FACHKRÄFTEMANGEL – GIBT ES DAS WIRKLICH?

Fachkräftemangel hier, Fachkräftemangel da. Als Recruiter im IT-Sektor begegnet mir dieser Begriff ständig. Doch was genau steckt dahinter? Herrscht in Deutschland wirklich ein so gravierender Fachkräftemangel?

Ich möchte meine Gedanken teilen. Diejenigen, die mich kennen, wissen: Ich nehme kein Blatt vor den Mund. Daher wird dieser Artikel auch sehr deutlich ausfallen. Als IT-Recruiter mit über 14 Jahren Erfahrung beobachte ich den Markt genau. Jedes Wort in diesem Artikel basiert auf meinen Gedanken und meinem Wissensstand. Dies ist also meine ganz persönliche Meinung zum Thema Fachkräftemangel in Deutschland.

„Wir bekommen nicht ausreichend Bewerbungen“. „Wir müssen einen Active Sourcer einstellen, der nichts anderes macht, als Kandidaten anzuschreiben“. Solche Aussagen höre ich immer wieder von Unternehmen und Kollegen aus der Personalabteilung. Besonders im IT-Sektor scheint es ein großes Problem zu sein, die passenden Kandidaten zu finden. Bei solchen Aussagen stelle ich immer diese Fragen:

1. Was bedeutet für euch „ausreichende“ Bewerbungen? Warum müssen es viele Bewerber sein?

2. Was bedeutet für euch „passender“ Kandidat? Muss er alle Kriterien erfüllen, die in der Stellenanzeige aufgeführt sind? Auf was legt ihr als Unternehmen Wert bei einem Kandidaten?

3. Seid ihr als Recruiter ausreichend ausgebildet und in der Lage, die teilweise komplexen IT-Lebensläufe zu lesen?

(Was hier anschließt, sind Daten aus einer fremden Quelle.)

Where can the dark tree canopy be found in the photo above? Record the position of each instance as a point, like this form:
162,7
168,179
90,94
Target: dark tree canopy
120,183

4. Wie lautet euer interner Prozess? Wie viele Interviews führt ihr? Wer sind die Fachentscheider? Wie regelmäßig und vor allem WIE setzt ihr euch mit dem Kandidaten in Verbindung?

Die Antworten auf diese Fragen fallen oft sehr mager aus. Denn die meisten Unternehmen setzen sich viel zu wenig mit dem gesamten Prozess auseinander. Es werden zwar Recruiter eingestellt, die Ausbildung der Recruiter wird jedoch kaum gewährleistet. Ganz im Sinne von: Ich habe einen oder mehrere Recruiter, die schaffen schon die Leute an. Die Recruiter laufen zwar los, sind dann aber meistens mit so vielen internen Prozessen beschäftigt, dass sie es zeitlich gar nicht schaffen zu rekrutieren. Da ist es zum Beispiel wichtiger, ein neues Tool einzuführen oder einen neuen Kollegen in die ganzen komplexen Unternehmensprozesse einzuarbeiten. Was ist die Folge? Genau! Wir bekommen die Bewerber nicht, also brauchen wir externe Unterstützung: Einen Personaldienstleister. Der hat doch ein Netzwerk, der wird uns schon die Kandidaten besorgen. Und schon versteckt man sich hinter dem Fachbegriff des Jahrhunderts: Fachkräftemangel.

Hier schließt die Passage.